InstaDeep recently partnered with Google AI, one of Google’s AI research divisions, to create an early detection system for desert locus outbreaks across the African continent. Desert locust outbreaks — which have become more common following the migration of billions of locusts in 2019 and 2020, after cyclones on the Arabian Peninsula — threaten the food security and livelihoods of millions of people. By combining data from the U.S. Food and Agriculture Organization with climatic and environmental data from NASA and the International Soil Reference and Information Centre, InstaDeep claims it was able to create outbreak-forecasting models that can generalize across many different countries.
InstaDeep has also completed a study with BioNTech that investigated ways AI can be applied to aid in predicting new COVID-19 variants. The “Early Warning System” (EWS) that the two firms prototyped combines structural modeling of the spike protein — the protein that allows the virus to attack cells — with AI algorithms to flag potential high-risk variants. The EWS has identified over 90% of the World Health Organization-designated variants of concern in sequences of the virus uploaded online, InstaDeep claims, including Alpha, Beta, Gamma, Theta, Eta, and Omicron — on average two months in advance.
Growing solutions
InstaDeep claims it has worked with other customers to increase efficiency across the industrial supply chain, make decisions on ride-hailing vehicle fleet size, and predict machine failure in factories and warehouses. Currently, the company is pursuing a “moonshot” product to automate railway scheduling with Deutsche Bahn, the largest rail operator and infrastructure owner in Europe.

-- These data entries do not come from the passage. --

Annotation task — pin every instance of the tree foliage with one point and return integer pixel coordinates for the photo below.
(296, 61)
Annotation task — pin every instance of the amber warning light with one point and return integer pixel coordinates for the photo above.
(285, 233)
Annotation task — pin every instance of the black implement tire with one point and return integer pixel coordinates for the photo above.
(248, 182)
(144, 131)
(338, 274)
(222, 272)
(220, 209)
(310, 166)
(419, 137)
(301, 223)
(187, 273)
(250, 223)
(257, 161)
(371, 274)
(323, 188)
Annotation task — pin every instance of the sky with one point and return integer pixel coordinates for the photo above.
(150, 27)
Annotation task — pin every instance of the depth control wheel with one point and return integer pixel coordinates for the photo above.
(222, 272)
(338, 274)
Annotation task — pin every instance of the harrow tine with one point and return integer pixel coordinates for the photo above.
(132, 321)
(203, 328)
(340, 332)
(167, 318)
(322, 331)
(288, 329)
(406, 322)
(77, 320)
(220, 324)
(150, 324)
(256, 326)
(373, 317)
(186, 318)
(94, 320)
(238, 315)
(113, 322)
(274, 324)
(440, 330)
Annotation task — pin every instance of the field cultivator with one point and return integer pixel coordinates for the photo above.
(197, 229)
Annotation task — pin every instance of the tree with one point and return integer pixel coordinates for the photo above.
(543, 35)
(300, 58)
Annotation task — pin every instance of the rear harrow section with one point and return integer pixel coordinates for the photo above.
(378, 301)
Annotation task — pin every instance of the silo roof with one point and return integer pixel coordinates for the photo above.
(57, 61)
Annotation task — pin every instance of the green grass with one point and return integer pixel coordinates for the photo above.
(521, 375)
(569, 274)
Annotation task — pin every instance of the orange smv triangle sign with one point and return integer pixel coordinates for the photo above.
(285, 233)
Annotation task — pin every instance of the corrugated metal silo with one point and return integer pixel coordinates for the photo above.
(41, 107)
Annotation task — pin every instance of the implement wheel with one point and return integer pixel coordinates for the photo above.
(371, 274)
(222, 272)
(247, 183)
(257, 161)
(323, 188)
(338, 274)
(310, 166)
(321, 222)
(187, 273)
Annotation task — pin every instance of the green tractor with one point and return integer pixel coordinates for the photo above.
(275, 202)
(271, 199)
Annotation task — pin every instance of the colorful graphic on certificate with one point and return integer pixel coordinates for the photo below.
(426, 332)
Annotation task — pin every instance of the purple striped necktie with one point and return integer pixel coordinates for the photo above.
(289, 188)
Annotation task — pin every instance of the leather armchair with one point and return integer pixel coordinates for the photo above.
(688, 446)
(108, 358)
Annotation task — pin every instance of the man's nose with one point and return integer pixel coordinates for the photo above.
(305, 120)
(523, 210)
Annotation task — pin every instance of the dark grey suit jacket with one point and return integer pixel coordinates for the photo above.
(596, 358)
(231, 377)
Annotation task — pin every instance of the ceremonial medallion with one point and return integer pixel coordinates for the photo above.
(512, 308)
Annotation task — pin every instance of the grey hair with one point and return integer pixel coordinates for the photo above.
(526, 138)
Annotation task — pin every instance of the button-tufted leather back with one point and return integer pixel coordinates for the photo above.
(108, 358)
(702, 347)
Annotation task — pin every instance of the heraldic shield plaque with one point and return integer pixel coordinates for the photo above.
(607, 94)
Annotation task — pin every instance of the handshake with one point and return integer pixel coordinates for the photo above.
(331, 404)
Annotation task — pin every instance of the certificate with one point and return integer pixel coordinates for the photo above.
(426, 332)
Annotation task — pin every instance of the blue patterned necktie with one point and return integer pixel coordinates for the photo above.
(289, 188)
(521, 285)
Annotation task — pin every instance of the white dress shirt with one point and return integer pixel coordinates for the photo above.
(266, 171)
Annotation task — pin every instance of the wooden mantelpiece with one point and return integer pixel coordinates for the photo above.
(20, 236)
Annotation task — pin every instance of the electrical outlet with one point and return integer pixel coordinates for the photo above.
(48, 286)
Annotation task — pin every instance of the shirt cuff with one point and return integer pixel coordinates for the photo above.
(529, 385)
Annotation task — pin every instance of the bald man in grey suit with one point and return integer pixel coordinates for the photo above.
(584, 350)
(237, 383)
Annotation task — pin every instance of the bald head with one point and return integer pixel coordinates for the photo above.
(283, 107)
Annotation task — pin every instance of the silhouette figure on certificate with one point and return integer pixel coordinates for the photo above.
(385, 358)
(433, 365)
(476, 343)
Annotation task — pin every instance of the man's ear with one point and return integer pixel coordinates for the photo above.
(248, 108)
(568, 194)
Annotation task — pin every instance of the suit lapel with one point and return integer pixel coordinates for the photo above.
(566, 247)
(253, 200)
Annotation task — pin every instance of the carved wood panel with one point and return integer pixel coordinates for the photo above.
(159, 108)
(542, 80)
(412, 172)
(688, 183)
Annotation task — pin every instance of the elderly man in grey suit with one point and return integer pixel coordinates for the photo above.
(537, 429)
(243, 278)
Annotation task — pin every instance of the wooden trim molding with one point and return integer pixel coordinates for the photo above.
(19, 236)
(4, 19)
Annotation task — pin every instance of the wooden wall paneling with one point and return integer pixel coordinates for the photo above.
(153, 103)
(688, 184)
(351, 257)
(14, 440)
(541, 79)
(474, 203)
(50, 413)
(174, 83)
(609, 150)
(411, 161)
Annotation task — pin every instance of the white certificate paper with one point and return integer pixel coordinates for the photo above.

“[W]e see wide-ranging opportunities to deploy our AI products to tackle complex real-world problems,” Beguir said in a statement. “The funding round is a tremendous vote of confidence from our partners.”
The challenge for InstaDeep, which competes with AI-focused consultancies including Fractal Analytics, is overcoming the institutional barriers to successful AI deployments. In a 2020 survey, O’Reilly found that a lack of knowledge about modeling and data science, understanding business use cases, and data engineering were major blockers in the enterprise. Executives also cited a lack of quality data as a reason that their organization was struggling to successfully implement AI.
Still, the interest — and investment — in AI isn’t waning. According to Gartner, 33% of tech providers plan to invest $1 million or more in AI within the next two years.
“Rapidly evolving, diverse AI technologies will impact every industry,” Gartner managing VP Errol Rasit said in a recent blog post. “Technology organizations are increasing investments in AI as they recognize its potential to not only assess critical data and improve business efficiency, but also to create new products and services, expand their customer base and generate new revenue. These are serious investments that will help to dispel AI hype.”
With the new funds, InstaDeep plans to expand its high-performance computing infrastructure and launch new products in emerging verticals. The company says it’s also aiming to grow its workforce across its offices in Paris, Lagos, Dubai, and Cape Town.